Another way to apply emailed patches is to use the pwclient program, which can obtain patches from patchwork and apply them directly. Download pwclient at https://patchwork.ozlabs.org/project/openvswitch/. You probably want to set up a .pwclientrc that looks something like this:

[options]
default=openvswitch
signoff=true

[openvswitch]
url=https://patchwork.ozlabs.org/xmlrpc/

After you install pwclient, you can apply a patch from patchwork with pwclient git-am #, where # is the patch’s number. (This fails with certain patches that contain form-feeds, due to a limitation of the protocol underlying pwclient.)

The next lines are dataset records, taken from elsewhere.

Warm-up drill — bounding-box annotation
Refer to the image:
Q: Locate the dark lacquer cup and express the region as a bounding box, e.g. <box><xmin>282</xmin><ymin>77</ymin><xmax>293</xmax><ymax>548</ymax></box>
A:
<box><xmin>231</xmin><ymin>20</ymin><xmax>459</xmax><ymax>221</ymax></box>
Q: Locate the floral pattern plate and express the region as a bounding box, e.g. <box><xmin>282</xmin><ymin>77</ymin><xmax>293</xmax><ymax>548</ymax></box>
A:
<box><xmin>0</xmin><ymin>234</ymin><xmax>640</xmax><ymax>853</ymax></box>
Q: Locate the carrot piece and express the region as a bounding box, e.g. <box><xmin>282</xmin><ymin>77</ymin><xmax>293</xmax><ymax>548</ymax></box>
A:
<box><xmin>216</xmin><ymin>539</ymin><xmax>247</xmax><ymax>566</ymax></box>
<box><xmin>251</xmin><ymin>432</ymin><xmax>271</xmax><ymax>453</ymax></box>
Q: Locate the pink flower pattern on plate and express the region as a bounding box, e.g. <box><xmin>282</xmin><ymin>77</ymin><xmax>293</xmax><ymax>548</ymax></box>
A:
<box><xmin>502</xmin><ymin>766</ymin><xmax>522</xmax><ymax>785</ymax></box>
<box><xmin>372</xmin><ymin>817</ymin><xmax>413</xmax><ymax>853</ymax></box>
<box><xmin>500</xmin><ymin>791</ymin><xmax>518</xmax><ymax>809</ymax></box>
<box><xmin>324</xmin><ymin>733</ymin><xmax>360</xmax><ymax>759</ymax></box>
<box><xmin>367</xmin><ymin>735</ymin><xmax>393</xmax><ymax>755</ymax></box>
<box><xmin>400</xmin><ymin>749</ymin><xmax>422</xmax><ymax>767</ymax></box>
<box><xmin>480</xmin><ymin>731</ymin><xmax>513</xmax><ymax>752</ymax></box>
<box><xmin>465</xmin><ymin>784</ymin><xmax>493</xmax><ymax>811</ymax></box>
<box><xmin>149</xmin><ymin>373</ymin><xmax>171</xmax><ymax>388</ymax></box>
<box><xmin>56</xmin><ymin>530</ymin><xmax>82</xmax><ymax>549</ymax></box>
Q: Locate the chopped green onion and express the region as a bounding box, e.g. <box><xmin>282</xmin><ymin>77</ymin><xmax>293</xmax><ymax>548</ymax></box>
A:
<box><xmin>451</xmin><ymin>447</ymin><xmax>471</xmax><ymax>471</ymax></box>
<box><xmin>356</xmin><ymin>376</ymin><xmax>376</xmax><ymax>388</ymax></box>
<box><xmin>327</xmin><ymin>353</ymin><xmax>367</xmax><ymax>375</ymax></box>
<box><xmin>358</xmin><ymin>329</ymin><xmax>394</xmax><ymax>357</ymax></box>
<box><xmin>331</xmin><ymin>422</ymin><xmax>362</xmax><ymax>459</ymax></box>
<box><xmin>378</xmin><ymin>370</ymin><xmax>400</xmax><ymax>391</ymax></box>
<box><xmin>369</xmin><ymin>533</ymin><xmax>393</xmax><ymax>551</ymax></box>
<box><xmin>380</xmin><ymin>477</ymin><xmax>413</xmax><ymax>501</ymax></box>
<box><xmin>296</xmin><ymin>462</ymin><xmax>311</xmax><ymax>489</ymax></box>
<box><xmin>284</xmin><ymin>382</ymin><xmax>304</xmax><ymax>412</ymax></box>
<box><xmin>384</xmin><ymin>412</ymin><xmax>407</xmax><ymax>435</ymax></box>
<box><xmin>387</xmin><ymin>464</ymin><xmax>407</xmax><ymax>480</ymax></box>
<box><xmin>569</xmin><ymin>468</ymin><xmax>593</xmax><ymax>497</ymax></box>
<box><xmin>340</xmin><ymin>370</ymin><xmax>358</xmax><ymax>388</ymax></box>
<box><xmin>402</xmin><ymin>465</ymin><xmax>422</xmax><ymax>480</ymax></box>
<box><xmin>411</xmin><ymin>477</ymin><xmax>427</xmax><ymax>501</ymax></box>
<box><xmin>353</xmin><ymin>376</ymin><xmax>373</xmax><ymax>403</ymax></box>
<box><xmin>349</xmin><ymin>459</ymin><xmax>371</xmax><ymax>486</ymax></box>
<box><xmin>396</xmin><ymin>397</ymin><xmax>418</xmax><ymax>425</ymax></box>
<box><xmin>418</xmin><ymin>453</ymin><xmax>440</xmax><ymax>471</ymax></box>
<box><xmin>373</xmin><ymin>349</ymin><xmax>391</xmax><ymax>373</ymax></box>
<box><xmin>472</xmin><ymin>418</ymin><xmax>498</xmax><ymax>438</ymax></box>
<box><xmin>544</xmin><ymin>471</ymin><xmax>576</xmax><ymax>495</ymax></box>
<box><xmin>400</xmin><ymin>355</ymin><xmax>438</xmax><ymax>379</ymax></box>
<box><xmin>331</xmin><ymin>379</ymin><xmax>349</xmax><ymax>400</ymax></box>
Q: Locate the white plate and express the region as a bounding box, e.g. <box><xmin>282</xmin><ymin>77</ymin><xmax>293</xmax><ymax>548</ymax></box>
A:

Another way to apply patches directly from patchwork which supports applying patch series is to use the git-pw program. It can be obtained with pip install git-pw. Alternative installation instructions and general documentation can be found at https://patchwork.readthedocs.io/projects/git-pw/en/latest/. You need to use your openvswitch patchwork login or create one at https://patchwork.ozlabs.org/register/. The following can then be set on the command line with git config or through a .gitconfig like this:

[pw]
server=https://patchwork.ozlabs.org/api/1.0
project=openvswitch
username=<username>
password=<password>

Patch series can be listed with git-pw series list and applied with git-pw series apply #, where # is the series number. Individual patches can be applied with git-pw patch apply #, where # is the patch number.